As Sal becomes horrified when he sees Angela putting her hands in the fire, Rodger (who had fallen asleep) is awoken from Helen's body crashing on the car. The two manage to free Judy, but are split up when the now openly demonic Angela chases after them. Hiding from Angela, Sal and Judy discover Suzanne with Jay's body before Sal is thrown out of a window. Judy escapes and she evades the demons throughout the house. When she attempts to climb down and Angela tries to kill her, Sal reemerges to fight her off and they both fall off the roof; with Sal impaled on a spike. Judy and Rodger are chased by the demons, and they lock themselves in the crematorium where they discover the truth of the demonic force. Just as Angela and Stooge break down the door, she uses a pipe funneling gas and ignites it to torch them which drives them away.

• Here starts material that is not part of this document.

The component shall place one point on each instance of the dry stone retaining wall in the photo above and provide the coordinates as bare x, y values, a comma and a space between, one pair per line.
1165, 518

They escape upstairs and are cornered by the demons, including a burnt Angela and Stooge, and the demon possessed undead bodies of Suzanne, Jay, Max, Frannie, Helen and Sal. Rodger smashes through a window that leads them outside and they begin to climb up a wall by grabbing on the barbed wire around it, but the demons try to drag down Judy by her ankles. Rodger successfully pulls Judy up and they escape over the wall as the sun rises to destroy the possessed corpses and banish the demons back to hell. A severely shaken Judy and Rodger walk home together and they pass by the elderly man who watches them with contempt. He then enters his home to eat one of his wife's homemade pies for breakfast, only to realize too late she used the apples that he placed the razor blades in which he intended to use on Trick-or-Treaters. The blades graphically slice through his throat, killing him; his wife then casually approaches his dead body to kiss his head, saying "Happy Halloween, dear."

==Cast==

- Cathy Podewell as Judy Cassidy
- Amelia Kinkade as Angela Franklin
- William Gallo as Sal Romero
- Alvin Alexis as Rodger
- Linnea Quigley as Suzanne
- Lance Fenton as Jay Jansen
- Hal Havins as "Stooge"
- Allison Barron as Helen
- Philip Tanzini as Max
- Jill Terashita as Frannie
- Harold Ayer as Old Man
- Marie Denn as Old Man's Wife
- Karen Ericson as Mrs. Cassidy
- Donnie Jeffcoat, Jr as Billy
- James W. Quinn as Clerk #1 / Demon Voices
- Clark Jarrett as Clerk #2

==Production==
Filming began in Los Angeles, California on April 8, 1987, under the working title Halloween Party.

==Release==
The film was picked up for theatrical release by Paragon Arts International. Rather than a nationwide release, it was released regionally; the film debuted in the Detroit market on September 9, 1988 and went throughout the country until June 1989, grossing a total of $3,109,904.

===Critical response===
On the review aggregator website Rotten Tomatoes, Night of the Demons holds a 56% approval rating, based on 16 critic reviews, with an average rating of 5.7/10. The Washington Post criticized the film as "a convergence of stereotypes ... and cliche's". The New York Times reported that "the cleverest thing about Night of the Demons is its advertising campaign" and that it "is stupid; it is sexist; at 89 minutes it feels unforgivably long".

Cinematical wrote that "while not particularly original, Tenney's film is definitely entertaining if you're into the whole 'teens wander into an isolated locale and die horrible deaths' subgenre of horror". HorrorNews.net called Night of the Demons one of the 80's great legacies in horror". DVD Talk praised the film's 2004 DVD release, but stated that the director and producer commentary was "seemingly stodgy". Dread Central called the film fun and lively. Bloody Disgusting praised the film's DVD release, calling it "the perfect DVD for all fans of this lost era: 'The Eighties Horror Film'". W. Scott Poole of PopMatters called it "truly original" and wrote that the film blends elements of slasher films and zombie films.

===Home media===
Republic Pictures purchased the VHS home video rights for the film in May 1989. Anchor Bay Entertainment released it to DVD in 2004; Scream Factory (under license from current rights-holder MGM) released a Blu-ray/DVD combo pack collector's edition on February 4, 2014.

==Franchise==

Night of the Demons was followed by two sequels, with Joe Augustyn co-writing the first sequel, and Tenney writing the third film. In 2009, a remake was released, with Tenney serving as co-producer.